Но так как все-таки покушения должна была выполнять не полиция, а партия, то полиции необходимо было если партией и не руководить, то, во всяком случае, партию подбивать на подвиги. Весь вопрос сводился к устранению неожиданностей, каковые, однако, бывали, ибо, сколь много своих рук полиция в партии ни имела, не все, разумеется, руководители были ее людьми. Ограбление казначейства удалось только благодаря находчивости Василиска, и на этот раз приходилось быть очень внимательным, чтобы случай с казначейством не повторился.
Немало обстоятельств облегчало при подобных путешествиях работу полиции, в частности этикет, отнимающий у особы коронованной всякую свободу действий и предопределяющий за много месяцев, как должна будет особа провести такой день и по каким улицам будет передвигаться, выполняя церемонии, расписание этого дня составляющие. И так как задолго было установлено, что гвоздем посещения будет торжественный молебен в городском соборе, в присутствии всех чинов гражданских и воинских, высших и средних, то собор был избран очередным театром.
На сей раз пантомима должна выйти особенно восхитительной и изящной, так как главная роль уделена женщине, и во всех отношениях замечательной. Действительно, Анна была продавщицей цветов, любовные приключения которой были известны далеко за пределами города. Красивой она не была, разве хорошенькой, но в ее странном устройстве – маленькая голова с широкой улыбкой, плоская грудь, чересчур пышные бедра и скульптурные ножки – было столько очарования и пошлости, что мужской пол города был без ума. Однако Анна, которая легко могла стать богатой и именитой, не извлекала из всех своих увлечений никаких выгод, оставаясь вздорной и нищей. Вот почему за ней установилась слава бессребреницы, открывая все входы в обществе, бескорыстие презирающем, и полиция, решив быть в кои веки остроумной, подсказала Анне, что ее настоящий путь, в таком случае, партия. Но, чтобы Анна, работая на пользу партии, не переусердствовала, ее держали в запасе, на какой-либо торжественный случай. И вот таковой представился, и Анну решено было пустить в расход.

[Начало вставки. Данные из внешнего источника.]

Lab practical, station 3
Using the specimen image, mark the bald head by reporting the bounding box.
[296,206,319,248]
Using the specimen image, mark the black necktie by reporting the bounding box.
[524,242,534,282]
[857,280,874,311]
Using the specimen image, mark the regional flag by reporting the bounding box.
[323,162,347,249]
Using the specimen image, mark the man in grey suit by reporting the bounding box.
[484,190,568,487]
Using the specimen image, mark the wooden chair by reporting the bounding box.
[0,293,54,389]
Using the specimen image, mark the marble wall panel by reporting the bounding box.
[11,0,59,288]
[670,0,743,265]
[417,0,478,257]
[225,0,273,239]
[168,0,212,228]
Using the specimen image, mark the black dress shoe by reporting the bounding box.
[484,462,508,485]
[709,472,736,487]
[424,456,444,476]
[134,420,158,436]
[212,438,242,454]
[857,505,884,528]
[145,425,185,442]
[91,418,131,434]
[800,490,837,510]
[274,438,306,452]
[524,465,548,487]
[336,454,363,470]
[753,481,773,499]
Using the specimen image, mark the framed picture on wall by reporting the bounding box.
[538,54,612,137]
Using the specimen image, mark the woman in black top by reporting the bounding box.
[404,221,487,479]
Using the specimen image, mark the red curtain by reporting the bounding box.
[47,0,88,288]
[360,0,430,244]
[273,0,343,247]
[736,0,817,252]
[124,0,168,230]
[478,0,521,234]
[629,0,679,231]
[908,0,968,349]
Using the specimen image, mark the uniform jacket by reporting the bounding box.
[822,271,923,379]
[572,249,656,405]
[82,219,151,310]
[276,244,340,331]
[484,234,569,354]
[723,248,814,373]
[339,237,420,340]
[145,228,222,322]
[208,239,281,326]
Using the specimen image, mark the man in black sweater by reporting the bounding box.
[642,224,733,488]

Все было крайне несложно. В соборе Анна должна была совершить покушение на личность главы государственной полиции (разумеется, это было решение самого главы полиции, разработавшего подробности покушения), но не вполне удачное, быть задержанной и немедленно казненной. Благодаря покушению глава полиции упрочивал свою службу и получал очередную ленту и его подчиненным были уготованы награды и повышения. Членов же партии, обвинив их в соучастии, можно было частью сослать, частью заточить: новые источники полицейского процветания. И все было настолько ясным и предусмотренным, что даже лихорадкой, охватившей полицию, в сущности, были одержимы низшие и безответственные чины, тогда как руководители сохраняли величайшее спокойствие, выполняя свой верноподданический долг. С внешней же стороны единственно отличало особый быт огромной полицейской казармы от повседневного то, что текущие работы были приостановлены, а казарма превращена в костюмерную. Дни и ночи тут шились одежды всяческих горожан, так как переодетой полиции надлежало и изображать толпу, и представлять делегации ремесленников и купцов, чиновников и учителей, и всевозможные делегации, вплоть до правительственных кругов. И хотя император и знал об этом, а если бы и не знал, то легко мог догадаться, видя во всех углах страны приблизительно одни и те же уголовные лица, но этикет обязывал его делать вид, что, мол, доволен приемом, верит в подлинность представляемых ему людей, часто по десять раз в день, в одном и том же городе, менявших костюмы и грим, и задавать вопросы, выслушивать ответы и читать подносимые ему грамоты с удовольствием. Правда, вкусы костюмеров и любовь государственных народоведов к старинке приводили к тому, что люд, встречавший императора, был обыкновенно одет, как не одевался уже много веков. Но от этого все было только живописней, и неподдельному обывателю, видевшему перемещение разодетой полиции, выпадало зрелище не только забавное, но и поучительное.